The affected charges stem from the arrest of officers with the Gun Trace Task Force, a specialized force that dealt with investigating firearms offenses.
In March, seven officers from the task force were arrested on federal racketeering charges and were accused of claiming fraudulent overtime, filing false affidavits and stopping residents — some of whom were not accused of any crimes — to seize their money. An eighth officer was arrested in August on similar charges.
In one instance, officers stopped a maintenance supervisor at a nursing home and stole $1,500 from him that he was planning to use on rent, according to the indictment.
“These are really robberies by people who are wearing police uniforms,” then-Maryland US Attorney Rod Rosenstein said at the time.
Two of those officers pleaded guilty to charges in July.
More than 2,000 affected cases
The public defender’s office counted more than 2,000 cases that can be called into question because they are connected to those eight officers, according to Debbie Katz Levi, the head of the office’s Special Litigation Section.
Katz Levi said her office compiled the number of cases involving each of those eight officers going back to the year when the indictment says their alleged corruption began.
“We’re not using a secret formula,” she said.
About 70 people with affected cases are still in state custody, she told CNN.
However, the Office of the State’s Attorney for Baltimore City said that about 846 cases have been or will be impacted by the officers’ actions, including 277 cases related to the indicted officers.
A total of 569 other cases may be affected by three separate instances of possible misconduct caught on body-worn camera, according to the State’s Attorney.

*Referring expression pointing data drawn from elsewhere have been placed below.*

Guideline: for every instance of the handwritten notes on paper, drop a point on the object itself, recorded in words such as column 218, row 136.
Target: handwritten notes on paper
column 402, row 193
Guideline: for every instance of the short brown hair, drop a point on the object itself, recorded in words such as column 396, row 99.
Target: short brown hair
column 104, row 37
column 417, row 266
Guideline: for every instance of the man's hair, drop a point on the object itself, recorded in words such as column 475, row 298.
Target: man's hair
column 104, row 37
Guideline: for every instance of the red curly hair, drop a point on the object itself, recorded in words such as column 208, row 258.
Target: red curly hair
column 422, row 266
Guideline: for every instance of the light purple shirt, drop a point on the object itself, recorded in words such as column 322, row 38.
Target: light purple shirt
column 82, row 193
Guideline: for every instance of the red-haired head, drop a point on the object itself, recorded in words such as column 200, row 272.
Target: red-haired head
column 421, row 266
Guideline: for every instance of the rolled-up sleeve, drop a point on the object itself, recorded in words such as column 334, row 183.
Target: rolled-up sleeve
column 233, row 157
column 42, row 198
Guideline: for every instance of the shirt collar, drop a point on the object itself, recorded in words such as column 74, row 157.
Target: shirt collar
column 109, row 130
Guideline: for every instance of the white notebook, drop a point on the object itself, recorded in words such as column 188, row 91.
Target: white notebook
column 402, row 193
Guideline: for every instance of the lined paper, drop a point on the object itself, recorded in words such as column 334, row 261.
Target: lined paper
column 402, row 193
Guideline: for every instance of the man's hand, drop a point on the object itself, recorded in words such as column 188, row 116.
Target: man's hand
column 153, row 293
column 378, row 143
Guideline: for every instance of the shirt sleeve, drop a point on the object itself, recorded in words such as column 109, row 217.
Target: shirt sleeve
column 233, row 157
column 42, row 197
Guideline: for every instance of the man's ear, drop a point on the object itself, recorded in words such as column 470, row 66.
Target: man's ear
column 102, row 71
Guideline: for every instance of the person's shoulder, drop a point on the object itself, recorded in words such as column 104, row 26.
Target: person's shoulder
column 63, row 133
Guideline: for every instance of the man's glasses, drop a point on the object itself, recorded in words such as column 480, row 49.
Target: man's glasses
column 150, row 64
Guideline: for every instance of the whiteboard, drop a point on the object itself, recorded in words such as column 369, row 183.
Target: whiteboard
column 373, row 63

One video, released by the Office of the Public Defender, appeared to show an officer planting drugs at the scene of an arrest in January.
“We will continue to share the progress of this comprehensive review of the impacted cases with the community,” State’s Attorney Marilyn Mosby said in a statement.
“Public trust is essential to the success of the criminal justice system and our ability to effectively prosecute crime. We will do our part to minimize any erosion to this trust and remain vigilant in our pursuit of justice.”
Katz Levi’s announcement comes three weeks after Baltimore police Officer Sean Suiter, 43, was shot and killed with his own gun after a struggle with an unknown killer.
Suiter was killed a day before he was scheduled to appear at a federal grand jury to speak to what he knew about a 2010 corruption case.
Police Commissioner Kevin Davis said he was told Suiter was not a target of the investigation and that there was no information connecting his murder to the corruption case. Still, he called on the FBI to investigate his slaying.
“I am growing increasingly uncomfortable that my homicide detectives do not know all of the facts known to the FBI or USAO that could, if revealed to us, assist in furthering this murder investigation,” he said.